Marc Loraison | 20 juillet 2014 à 19 h 47 min
je crains qu’il ne soit trop tard pour un Gandhi, qu’il s’appelle Shlomon, Rebecca, Ahmed ou Rachel. Je crains que les passions, comme vous dites, ne soient allées trop loin, que les religions aient outrepassé ce qui fait leur sens et leur grandeur.. Je ne vois plus la moindre solution et cela me désole et m’interroge jusqu’au fond meme du questionnement qui est : n’y a t il rien ni personne pour protéger ce bout de terre où plusieurs religions se sont données rendez vous ?
Pascal Lafargue | 20 juillet 2014 à 23 h 24 min
« De tout petits cadavres ensevelis en hâte au milieu des pleurs. Est-ce que les Israéliens ne se souviennent pas ? #Gaza »
J’aurais pu écrire la même phrase, Chère Michèle.
Tu as tout mon soutien pour ces attaques inacceptables. On n’aurait plus le droit de souffrir à la vue d’enfants jouant sur la plage et déchiquetés par les armes de l’Etat d’Israël ?
alphonse | 21 juillet 2014 à 11 h 24 min
C’est comme pour les « questions éthiques » (euthanasie, etc…), chère Madame.
La philosophie, c’est l’action.
On ne peut laisser, en particulier pour une ministre de la Majorité, priorité au doute indéfiniment. Au doute, ou au souvenir…

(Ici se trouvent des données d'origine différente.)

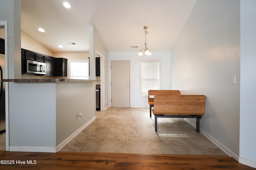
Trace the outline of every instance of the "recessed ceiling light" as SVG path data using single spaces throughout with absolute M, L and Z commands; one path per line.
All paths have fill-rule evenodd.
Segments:
M 38 31 L 43 33 L 44 32 L 44 29 L 43 29 L 42 28 L 38 28 Z
M 65 7 L 65 8 L 70 8 L 70 5 L 69 4 L 68 4 L 68 2 L 64 2 L 63 3 L 63 6 L 64 6 Z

Ces jours-ci, en France, on dirait que parce qu’il y a eu la rafle du Véld’Hiv, la parole officielle est anesthésiée par rapport à l’offensive israélienne sur Gaza…et d’une façon générale que l’Etat Laïc Français ne cesse de donner des gages successivement de tous côtés, comme des coups de goupillons, tantôt aux juifs, tantôt aux musulmans…et même(!) au catholiques…!
Il faut recommander à tous l’interview dans le Nobs de Zeev Sternhell, le grand historien israélien, spécialiste du fascisme en France…qui laisse entendre - à part que René Rémond ne réserve que 7 pages à Vichy comme un détail dans son histoire de la droite réactionnaire en France - que la droite israëlienne est porteuse d’un désastre sans nom..!
Jean Jaurès se plaisait, paraît-il, à rapporter ce mot de Michelet: « Si tous les êtres, et les gens humbles, n’entrent pas dans la Cité, je reste dehors »
(je lis, pour me parfaire, en ce moment, le « Jaurès » de Laurent Lasnes (édit.du Rocher, Monaco!, dépôt légal mai 2014)
On serait bien curieux de savoir quelle eût été la position d’un Jaurès, non seulement déjà quant à la création de l’Etat d’Israël (« ô combien nécessaire »?? vraiment cher Monsieur Fuchs?! - et il paraît que Jaurès n’hésitait pas à dire « messieurs » même aux camarades!)
…..mais aussi quelle eût été la position d’un Jaurès sur toutes les occasions manquées par cet Israël, depuis 1948, pour réellement proposer une démocratie réelle et entière aux populations chez lesquelles Il s’était « invité » avec la bénédiction de la « communauté internationale » de l’époque, - démocratie que les pères sionistes avaient toujours promise.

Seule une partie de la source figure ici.